My belief in God is not that one man is in the sky ruling everything, but as a universal life force that runs through all living things and connects us all. It’s all encompassing and all loving.
I ran across this quote a few years ago. Right as I had walked into the storm of mid-life.
Imagine yourself as a living house. God comes in to rebuild that house. At first, perhaps, you can understand what He is doing. He is getting the drains right and stopping the leaks in the roof and so on: you knew that those jobs needed doing and so you are not surprised. But presently He starts knocking the house about in a way that hurts abominably and does not seem to make sense. What on earth is He up to? The explanation is that He is building quite a different house from the one you thought of—throwing out a new wing here, putting on an extra door there, running up towers, making courtyards. You thought you were going to be made into a decent little cottage: but He is building a palace.
~ C.S. Lewis
In theory, having a remodelled house turn into a palace sounds lovely.
In reality it was, and still is, tremendously hard to let myself be changed.
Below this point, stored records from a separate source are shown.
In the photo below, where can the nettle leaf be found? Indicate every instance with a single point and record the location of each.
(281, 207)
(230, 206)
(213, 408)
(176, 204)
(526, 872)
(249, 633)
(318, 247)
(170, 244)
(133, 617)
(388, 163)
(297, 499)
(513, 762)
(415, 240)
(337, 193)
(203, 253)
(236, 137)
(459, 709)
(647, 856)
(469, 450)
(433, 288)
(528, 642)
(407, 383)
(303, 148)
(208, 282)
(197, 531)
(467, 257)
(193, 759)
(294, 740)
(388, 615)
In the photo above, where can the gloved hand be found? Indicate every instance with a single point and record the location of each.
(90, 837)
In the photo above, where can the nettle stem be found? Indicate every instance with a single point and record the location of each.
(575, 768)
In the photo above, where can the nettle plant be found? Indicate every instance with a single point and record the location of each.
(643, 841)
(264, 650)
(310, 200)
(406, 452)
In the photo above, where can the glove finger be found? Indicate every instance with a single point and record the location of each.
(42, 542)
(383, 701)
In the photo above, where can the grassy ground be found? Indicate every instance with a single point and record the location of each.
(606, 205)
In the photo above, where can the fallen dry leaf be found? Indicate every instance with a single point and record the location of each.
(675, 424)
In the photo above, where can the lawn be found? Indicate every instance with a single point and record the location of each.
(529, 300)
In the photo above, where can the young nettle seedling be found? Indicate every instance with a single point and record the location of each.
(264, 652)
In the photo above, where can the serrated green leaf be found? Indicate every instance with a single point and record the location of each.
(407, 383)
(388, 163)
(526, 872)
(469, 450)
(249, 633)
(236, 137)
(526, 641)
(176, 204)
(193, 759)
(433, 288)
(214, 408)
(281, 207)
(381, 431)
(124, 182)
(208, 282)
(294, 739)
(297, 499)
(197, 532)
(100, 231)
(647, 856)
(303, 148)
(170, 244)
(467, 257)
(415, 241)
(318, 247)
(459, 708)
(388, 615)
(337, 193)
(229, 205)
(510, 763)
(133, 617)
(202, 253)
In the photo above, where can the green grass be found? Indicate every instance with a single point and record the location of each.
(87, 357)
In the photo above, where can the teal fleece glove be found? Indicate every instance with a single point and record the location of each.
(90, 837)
I like to think I welcome the change and that hard times make me stronger, but I can see that at times my thought patterns and definitions make me resist the change.
I still struggle with speaking my truth because I don’t want to rock the boat.
It’s hard to stand my ground because of my fears of rejection and loss.
It’s tough to quantify my worth because I don’t want to be greedy or scoffed at.
It’s difficult to choose me because I don’t want to be selfish or uncaring toward others.
I feel like these hard areas might be the building blocks of the palace, and once I embraced them, I knew I still didn’t have it right.
Being able to do it with kindness, softness and compassion….and without my ego jumping in, is the next level of hard!
The inner battle continues, but the good news is I can see signs of progress…and at the end of the day it’s all I can ask of myself.
I don’t need to be perfect, I just need to be a little bit better than who I was yesterday.